Álvaro Marín

Personal information
- Full name: Álvaro Marín Sesma
- Date of birth: 1 May 2003 (age 23)
- Place of birth: Cintruénigo, Spain
- Height: 1.87 m (6 ft 2 in)
- Position: Forward

Team information
- Current team: Celta B
- Number: 9

Youth career
- Cirbonero
- 2021–2022: Athletic Bilbao

Senior career*
- Years: Team / Apps / (Gls)
- 2020–2021: Cirbonero / 10 / (5)
- 2021–2023: Basconia / 49 / (13)
- 2023–2025: Bilbao Athletic / 0 / (0)
- 2023–2024: → Helmond Sport (loan) / 25 / (5)
- 2024–2025: → Amorebieta (loan) / 34 / (8)
- 2025–: Celta B / 38 / (12)

= Álvaro Marín =

Spanish footballer (born 2003)

Álvaro Marín Sesma (born 1 May 2003) is a Spanish professional footballer who plays as a forward for RC Celta Fortuna.

==Career==
Born in Cintruénigo, Navarre, Marín began his career with CA Cirbonero, scoring 19 goals in just 15 matches for the Juvenil squad and netting five times in ten matches with the first team during the 2020–21 season. In July 2021, he moved to Athletic Bilbao and was initially assigned to the Juvenil División de Honor squad.

On 5 August 2023, after being regularly used at farm team CD Basconia in Tercera Federación, Marín was loaned to Eerste Divisie side Helmond Sport for one year. He made his professional debut on 18 September, coming on as a second-half substitute for Enrik Ostrc and scoring his side's only in a 2–1 away loss to De Graafschap.

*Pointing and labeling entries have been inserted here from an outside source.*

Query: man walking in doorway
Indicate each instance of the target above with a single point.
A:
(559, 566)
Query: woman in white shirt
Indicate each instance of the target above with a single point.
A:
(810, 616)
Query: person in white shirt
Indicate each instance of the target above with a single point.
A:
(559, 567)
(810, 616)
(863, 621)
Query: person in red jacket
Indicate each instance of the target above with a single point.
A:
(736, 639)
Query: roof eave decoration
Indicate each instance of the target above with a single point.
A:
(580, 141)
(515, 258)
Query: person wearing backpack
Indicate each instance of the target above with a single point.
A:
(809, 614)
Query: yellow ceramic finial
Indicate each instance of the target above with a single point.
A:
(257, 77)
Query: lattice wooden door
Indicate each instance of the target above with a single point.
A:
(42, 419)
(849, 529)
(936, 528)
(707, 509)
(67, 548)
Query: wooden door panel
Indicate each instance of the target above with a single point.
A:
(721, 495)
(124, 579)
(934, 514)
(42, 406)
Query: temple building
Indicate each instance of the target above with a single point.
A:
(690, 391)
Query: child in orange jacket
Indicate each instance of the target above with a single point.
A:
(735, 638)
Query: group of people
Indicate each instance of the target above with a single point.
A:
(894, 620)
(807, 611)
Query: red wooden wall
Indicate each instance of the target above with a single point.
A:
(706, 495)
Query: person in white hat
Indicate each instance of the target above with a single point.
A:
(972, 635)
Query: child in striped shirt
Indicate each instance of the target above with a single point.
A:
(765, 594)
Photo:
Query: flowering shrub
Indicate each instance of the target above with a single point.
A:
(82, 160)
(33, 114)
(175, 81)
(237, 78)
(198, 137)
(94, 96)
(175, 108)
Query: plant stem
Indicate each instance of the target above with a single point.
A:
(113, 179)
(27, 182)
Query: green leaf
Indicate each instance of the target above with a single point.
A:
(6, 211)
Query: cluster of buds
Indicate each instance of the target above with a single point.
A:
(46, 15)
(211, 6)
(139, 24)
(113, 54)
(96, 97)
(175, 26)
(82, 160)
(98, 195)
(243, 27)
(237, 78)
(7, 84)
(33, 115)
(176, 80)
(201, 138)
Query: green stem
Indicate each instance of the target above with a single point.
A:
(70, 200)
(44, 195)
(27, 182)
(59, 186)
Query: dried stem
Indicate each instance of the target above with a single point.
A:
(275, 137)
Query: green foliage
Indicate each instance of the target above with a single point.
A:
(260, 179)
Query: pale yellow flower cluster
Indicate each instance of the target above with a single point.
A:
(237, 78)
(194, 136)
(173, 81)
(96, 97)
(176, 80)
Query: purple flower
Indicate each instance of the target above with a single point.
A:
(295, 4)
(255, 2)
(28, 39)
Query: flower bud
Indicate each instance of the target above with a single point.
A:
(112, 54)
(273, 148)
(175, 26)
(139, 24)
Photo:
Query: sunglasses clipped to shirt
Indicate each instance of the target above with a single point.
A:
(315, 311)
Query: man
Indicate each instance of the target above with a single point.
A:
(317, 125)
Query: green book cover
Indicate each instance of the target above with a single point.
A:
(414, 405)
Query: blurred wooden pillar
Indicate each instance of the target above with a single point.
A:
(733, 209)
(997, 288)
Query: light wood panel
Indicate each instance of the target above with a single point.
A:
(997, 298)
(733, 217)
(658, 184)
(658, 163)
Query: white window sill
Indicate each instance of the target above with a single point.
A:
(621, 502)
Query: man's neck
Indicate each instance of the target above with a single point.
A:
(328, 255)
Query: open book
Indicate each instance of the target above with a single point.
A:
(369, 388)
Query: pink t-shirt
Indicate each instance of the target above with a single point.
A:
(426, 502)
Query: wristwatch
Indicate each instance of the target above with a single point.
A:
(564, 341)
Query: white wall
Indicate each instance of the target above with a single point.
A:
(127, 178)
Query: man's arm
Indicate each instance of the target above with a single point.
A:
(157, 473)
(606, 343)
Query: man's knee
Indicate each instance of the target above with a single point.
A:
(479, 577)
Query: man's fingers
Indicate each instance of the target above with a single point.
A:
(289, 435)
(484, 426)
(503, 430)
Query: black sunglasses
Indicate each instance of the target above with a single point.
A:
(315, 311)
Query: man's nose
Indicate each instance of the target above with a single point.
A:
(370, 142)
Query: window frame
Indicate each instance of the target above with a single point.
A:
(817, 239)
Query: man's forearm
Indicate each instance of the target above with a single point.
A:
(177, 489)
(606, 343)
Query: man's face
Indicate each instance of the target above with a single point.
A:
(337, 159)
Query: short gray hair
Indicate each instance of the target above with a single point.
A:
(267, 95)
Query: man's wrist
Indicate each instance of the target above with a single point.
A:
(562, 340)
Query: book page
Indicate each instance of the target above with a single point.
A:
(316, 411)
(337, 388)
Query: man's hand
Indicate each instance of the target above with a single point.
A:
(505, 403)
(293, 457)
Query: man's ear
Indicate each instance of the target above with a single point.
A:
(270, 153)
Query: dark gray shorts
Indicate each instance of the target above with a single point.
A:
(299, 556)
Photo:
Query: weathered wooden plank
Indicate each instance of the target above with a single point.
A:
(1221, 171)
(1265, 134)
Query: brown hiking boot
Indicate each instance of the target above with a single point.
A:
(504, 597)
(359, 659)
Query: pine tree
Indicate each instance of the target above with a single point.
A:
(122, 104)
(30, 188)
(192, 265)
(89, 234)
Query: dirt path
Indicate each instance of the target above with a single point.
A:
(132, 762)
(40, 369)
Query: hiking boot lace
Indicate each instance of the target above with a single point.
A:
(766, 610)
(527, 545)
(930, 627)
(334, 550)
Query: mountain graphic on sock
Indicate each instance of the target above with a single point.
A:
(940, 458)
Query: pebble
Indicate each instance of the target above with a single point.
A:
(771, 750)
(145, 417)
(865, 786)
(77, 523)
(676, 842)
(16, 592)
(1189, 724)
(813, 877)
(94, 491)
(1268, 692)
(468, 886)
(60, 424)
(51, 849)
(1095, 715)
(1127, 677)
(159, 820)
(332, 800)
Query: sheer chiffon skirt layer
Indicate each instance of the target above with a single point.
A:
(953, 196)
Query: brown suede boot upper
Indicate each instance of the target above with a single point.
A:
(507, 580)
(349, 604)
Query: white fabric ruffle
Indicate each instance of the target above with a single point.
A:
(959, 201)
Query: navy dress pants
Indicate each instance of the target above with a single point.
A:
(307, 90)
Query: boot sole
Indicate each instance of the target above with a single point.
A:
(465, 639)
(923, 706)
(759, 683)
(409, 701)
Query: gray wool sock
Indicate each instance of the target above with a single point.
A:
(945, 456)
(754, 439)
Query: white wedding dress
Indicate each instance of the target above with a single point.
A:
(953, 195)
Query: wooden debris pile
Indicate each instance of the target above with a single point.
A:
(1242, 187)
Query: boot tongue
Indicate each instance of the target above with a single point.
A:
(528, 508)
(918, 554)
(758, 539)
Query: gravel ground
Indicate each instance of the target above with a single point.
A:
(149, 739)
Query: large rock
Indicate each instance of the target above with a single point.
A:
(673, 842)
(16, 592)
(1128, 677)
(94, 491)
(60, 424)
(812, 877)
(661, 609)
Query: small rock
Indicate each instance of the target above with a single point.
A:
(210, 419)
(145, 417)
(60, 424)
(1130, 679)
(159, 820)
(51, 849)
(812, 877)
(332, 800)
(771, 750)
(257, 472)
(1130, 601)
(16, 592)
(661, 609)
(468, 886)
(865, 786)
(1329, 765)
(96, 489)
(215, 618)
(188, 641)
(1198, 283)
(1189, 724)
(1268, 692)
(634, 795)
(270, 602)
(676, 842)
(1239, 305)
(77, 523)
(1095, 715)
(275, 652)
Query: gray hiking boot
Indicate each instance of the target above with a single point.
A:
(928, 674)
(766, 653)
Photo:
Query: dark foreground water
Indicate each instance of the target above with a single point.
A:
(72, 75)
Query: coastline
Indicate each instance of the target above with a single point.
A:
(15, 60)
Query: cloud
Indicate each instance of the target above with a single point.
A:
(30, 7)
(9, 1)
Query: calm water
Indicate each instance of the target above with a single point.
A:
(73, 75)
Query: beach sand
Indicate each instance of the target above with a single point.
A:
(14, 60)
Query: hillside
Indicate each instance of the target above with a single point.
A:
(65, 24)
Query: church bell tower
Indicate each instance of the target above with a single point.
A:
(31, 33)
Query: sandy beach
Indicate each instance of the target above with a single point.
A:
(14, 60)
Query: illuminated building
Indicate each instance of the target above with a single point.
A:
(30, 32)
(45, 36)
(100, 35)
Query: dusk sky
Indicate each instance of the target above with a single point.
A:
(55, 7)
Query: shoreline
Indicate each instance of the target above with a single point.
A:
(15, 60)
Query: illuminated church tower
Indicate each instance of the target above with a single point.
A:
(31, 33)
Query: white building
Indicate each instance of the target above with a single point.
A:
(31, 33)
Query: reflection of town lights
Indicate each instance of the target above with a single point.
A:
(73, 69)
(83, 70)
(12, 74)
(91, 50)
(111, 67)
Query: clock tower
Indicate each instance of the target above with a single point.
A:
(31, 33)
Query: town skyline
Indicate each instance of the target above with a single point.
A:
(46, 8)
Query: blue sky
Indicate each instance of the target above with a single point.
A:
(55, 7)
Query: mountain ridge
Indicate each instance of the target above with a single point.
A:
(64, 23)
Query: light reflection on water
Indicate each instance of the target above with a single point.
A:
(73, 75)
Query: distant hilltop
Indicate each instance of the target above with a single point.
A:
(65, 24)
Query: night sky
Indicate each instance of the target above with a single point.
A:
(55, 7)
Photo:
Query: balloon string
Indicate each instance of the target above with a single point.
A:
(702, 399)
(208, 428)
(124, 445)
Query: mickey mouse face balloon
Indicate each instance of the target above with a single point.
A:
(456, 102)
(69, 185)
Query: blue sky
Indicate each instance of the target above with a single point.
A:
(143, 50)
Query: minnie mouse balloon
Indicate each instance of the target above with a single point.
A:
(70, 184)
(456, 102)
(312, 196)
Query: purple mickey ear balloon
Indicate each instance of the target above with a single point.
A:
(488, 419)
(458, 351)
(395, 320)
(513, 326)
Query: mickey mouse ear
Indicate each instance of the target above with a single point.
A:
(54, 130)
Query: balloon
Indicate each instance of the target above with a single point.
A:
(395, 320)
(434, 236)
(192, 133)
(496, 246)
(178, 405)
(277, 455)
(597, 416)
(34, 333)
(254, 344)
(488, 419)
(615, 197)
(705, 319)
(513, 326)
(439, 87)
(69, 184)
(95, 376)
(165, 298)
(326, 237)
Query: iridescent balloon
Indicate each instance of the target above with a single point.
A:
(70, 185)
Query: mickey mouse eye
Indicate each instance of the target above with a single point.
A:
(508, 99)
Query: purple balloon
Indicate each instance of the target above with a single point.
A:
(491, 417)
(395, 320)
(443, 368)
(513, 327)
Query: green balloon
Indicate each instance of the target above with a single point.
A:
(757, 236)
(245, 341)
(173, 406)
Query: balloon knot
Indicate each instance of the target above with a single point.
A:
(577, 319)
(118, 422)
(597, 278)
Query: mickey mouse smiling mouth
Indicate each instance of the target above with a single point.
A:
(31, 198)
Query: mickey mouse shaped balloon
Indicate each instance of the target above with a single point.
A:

Mainly a backup option, Marín was handed his first start on 16 February 2024, netting a brace in a 3–1 home win over the same opponent. Back to the Lions in July 2024, he was loaned to Primera Federación side SD Amorebieta on 7 August.

On 25 July 2025, Marín signed a four-year contract with another reserve team, RC Celta Fortuna also in the third division. He finished the campaign with ten goals in 40 matches overall, as the club achieved a first-ever promotion to Segunda División.

Marín scored his first professional goals on 24 August 2026, netting a brace for Fortuna in a 4–2 home win over FC Andorra.